The main wreckage consisted of the entire airframe. The main wreckage was found in an approximately 80 degrees nose down attitude on a heading of 315 degrees magnetic. The fuselage exhibited buckling in the passenger compartment flooring. The basic shape and volume of the forward cabin was reduced due to aft crushing and buckling damage. All flight control surfaces were accounted for at the accident site. The elevator, rudder, aileron control surfaces, and wing flaps remained attached to their respective hinges. The entire wing surface was separated from the fuselage and was found forward of the cabin. Both leading edges exhibited aft crushing outboard of the aileron-flap juncture. According to local law enforcement, the aileron cables were cut and the wing was separated from the fuselage to facilitate body extrication. The aileron control cable circuit exhibited continuity, with exception of the cut sections. The wing flaps were fully extended. The flap actuator was extended to the limit switch, consistent with a fully extended flap position. The wing struts remained attached to the fuselage and wing attachment points. The empennage remained attached to the fuselage. Flight control cable continuity was established for the rudder and elevator control surfaces. The main landing gear remained attached to the fuselage. The nose gear had separated and was found in front of the main wreckage. The fuel selector valve was found in the "ON" position. Both fuel tanks remained intact and contained a blue colored fluid consistent with 100 low-lead aviation fuel.
The engine remained attached to its mount assembly and the fuselage firewall. Internal engine continuity was confirmed as the engine crankshaft was rotated. Compression and suction were noted on all cylinders as the engine crankshaft was rotated. The left and right magnetos provided spark on all leads when rotated. The spark plugs were removed and their electrodes exhibited normal wear. The accelerator pump discharged fuel into the carburetor throat when the throttle linkage was moved. The carburetor was disassembled and was clear of debris. The carburetor float assembly was examined and one float contained fuel in it. The other float did not contain any fluid. The propeller remained attached to the engine crankshaft flange. Both propeller blades exhibited minor chordwise scratching. One propeller blade was bent slightly forward at midspan.

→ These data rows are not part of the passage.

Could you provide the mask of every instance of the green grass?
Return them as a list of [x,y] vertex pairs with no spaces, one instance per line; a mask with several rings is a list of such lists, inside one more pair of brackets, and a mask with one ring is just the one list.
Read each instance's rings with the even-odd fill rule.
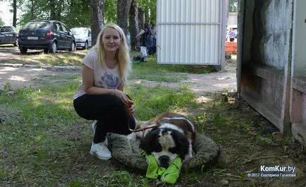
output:
[[4,59],[1,62],[37,66],[80,66],[86,52],[87,50],[78,50],[73,52],[59,52],[56,54],[44,54],[40,52]]

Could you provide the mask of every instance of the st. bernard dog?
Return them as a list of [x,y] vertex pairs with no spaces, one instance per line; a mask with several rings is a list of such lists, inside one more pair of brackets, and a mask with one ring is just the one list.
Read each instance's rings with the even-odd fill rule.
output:
[[185,116],[164,113],[147,121],[136,121],[134,133],[128,139],[140,139],[140,147],[152,154],[159,166],[168,167],[176,157],[190,159],[195,130]]

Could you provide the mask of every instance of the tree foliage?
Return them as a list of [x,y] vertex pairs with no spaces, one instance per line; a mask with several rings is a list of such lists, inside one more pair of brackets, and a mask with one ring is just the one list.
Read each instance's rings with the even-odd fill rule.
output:
[[238,1],[229,0],[228,3],[228,12],[238,12]]
[[104,22],[117,23],[117,0],[104,0]]

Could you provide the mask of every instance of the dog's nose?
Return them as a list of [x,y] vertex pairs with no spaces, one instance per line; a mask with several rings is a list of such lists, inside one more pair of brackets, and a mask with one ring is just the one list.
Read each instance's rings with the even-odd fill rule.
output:
[[163,155],[159,158],[159,160],[161,167],[168,167],[169,166],[169,157]]

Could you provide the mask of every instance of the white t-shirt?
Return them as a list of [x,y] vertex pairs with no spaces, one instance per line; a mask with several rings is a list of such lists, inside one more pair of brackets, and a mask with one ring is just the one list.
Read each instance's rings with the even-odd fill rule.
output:
[[[119,78],[118,65],[114,68],[109,68],[106,65],[102,66],[97,61],[95,50],[90,50],[83,59],[82,64],[94,71],[94,85],[108,89],[116,89],[121,80]],[[85,94],[84,85],[82,84],[73,95],[73,99]]]

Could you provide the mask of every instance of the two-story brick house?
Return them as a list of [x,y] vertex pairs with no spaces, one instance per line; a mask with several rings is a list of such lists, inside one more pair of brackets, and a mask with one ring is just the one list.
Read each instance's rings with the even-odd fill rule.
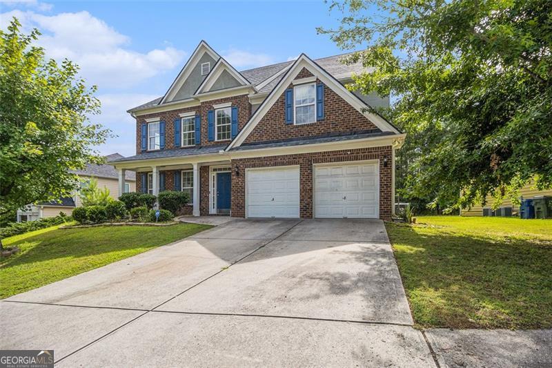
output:
[[362,72],[305,55],[238,72],[201,41],[164,96],[128,110],[137,155],[111,164],[137,191],[188,192],[194,215],[389,219],[404,134],[369,108],[388,98],[344,86]]

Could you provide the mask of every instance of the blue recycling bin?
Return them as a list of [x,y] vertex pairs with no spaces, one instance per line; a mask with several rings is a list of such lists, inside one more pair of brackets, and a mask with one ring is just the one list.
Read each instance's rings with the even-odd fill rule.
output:
[[535,218],[535,207],[533,200],[523,200],[520,206],[520,217],[523,219]]

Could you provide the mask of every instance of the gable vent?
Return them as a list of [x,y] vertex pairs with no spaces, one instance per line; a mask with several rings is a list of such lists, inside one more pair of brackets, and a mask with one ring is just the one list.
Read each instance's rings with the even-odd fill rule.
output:
[[201,63],[201,75],[207,75],[211,70],[210,63]]

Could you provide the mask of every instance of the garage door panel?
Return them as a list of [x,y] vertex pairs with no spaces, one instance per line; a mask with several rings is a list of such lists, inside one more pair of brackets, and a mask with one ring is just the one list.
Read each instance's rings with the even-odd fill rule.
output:
[[248,170],[248,217],[298,217],[299,177],[298,167]]
[[315,217],[378,217],[377,163],[315,166],[314,177]]

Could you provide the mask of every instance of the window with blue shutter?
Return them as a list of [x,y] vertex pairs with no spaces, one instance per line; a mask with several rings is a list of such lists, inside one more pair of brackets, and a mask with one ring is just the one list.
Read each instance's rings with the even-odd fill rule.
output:
[[286,90],[286,124],[293,124],[293,88]]
[[180,118],[175,119],[175,147],[180,146]]
[[215,140],[215,110],[207,111],[207,137],[209,142]]
[[201,144],[201,115],[195,115],[195,144]]
[[141,184],[141,192],[148,193],[148,174],[143,173],[141,177],[141,183],[140,183]]
[[324,120],[324,84],[316,85],[316,119]]
[[180,171],[175,171],[175,190],[180,191]]
[[230,137],[233,139],[237,135],[237,106],[232,108],[232,122],[230,126]]
[[165,191],[165,173],[159,173],[159,191]]
[[165,122],[159,122],[159,149],[165,149]]
[[141,127],[142,152],[148,149],[148,124],[143,124]]

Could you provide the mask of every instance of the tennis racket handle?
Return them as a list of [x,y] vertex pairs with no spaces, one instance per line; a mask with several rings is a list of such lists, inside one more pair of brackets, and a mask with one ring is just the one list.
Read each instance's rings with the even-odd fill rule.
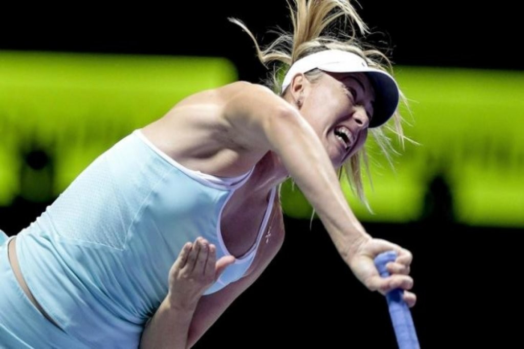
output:
[[[387,277],[389,272],[386,265],[397,258],[395,251],[379,254],[375,258],[375,265],[382,277]],[[399,349],[419,349],[419,340],[411,317],[409,307],[402,298],[403,291],[400,288],[391,290],[386,294],[389,316],[393,324]]]

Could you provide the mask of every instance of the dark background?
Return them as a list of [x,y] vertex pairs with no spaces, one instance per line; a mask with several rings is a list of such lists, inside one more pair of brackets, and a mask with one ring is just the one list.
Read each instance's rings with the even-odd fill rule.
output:
[[[524,69],[512,2],[361,3],[365,20],[382,32],[372,40],[388,42],[395,64]],[[266,71],[227,17],[244,20],[265,43],[275,37],[268,28],[289,28],[283,0],[75,6],[4,5],[0,50],[222,56],[241,79],[257,82]],[[419,221],[364,222],[373,236],[413,253],[412,313],[422,347],[521,347],[522,229],[460,224],[446,209],[452,198],[435,188],[428,188]],[[49,203],[20,198],[0,208],[0,228],[16,233]],[[320,222],[310,230],[309,221],[287,218],[286,225],[281,252],[196,347],[395,347],[385,300],[356,282]]]

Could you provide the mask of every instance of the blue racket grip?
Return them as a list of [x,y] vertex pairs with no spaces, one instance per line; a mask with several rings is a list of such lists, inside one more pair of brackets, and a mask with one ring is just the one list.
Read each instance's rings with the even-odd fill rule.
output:
[[[386,265],[390,262],[394,262],[396,258],[397,253],[393,251],[384,252],[375,258],[375,265],[380,276],[387,277],[389,276]],[[402,298],[402,292],[401,289],[398,288],[386,294],[397,343],[399,349],[419,349],[420,346],[411,312]]]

MEDICAL AND PATHOLOGICAL INFORMATION
An autopsy was performed on the pilot on April 21, 2005, at the Jefferson County Medical Examiner's Office.
Toxicology samples for the pilot were submitted to the FAA Civil Aeromedical Institute, Oklahoma City, Oklahoma. The toxicology results were negative for all tests conducted.
The wreckage was released to a representative of the Festus Police Department on April 21, 2005.
Parties to the investigation included the Federal Aviation Administration, Cessna Aircraft Company, and Teledyne Continental Motors.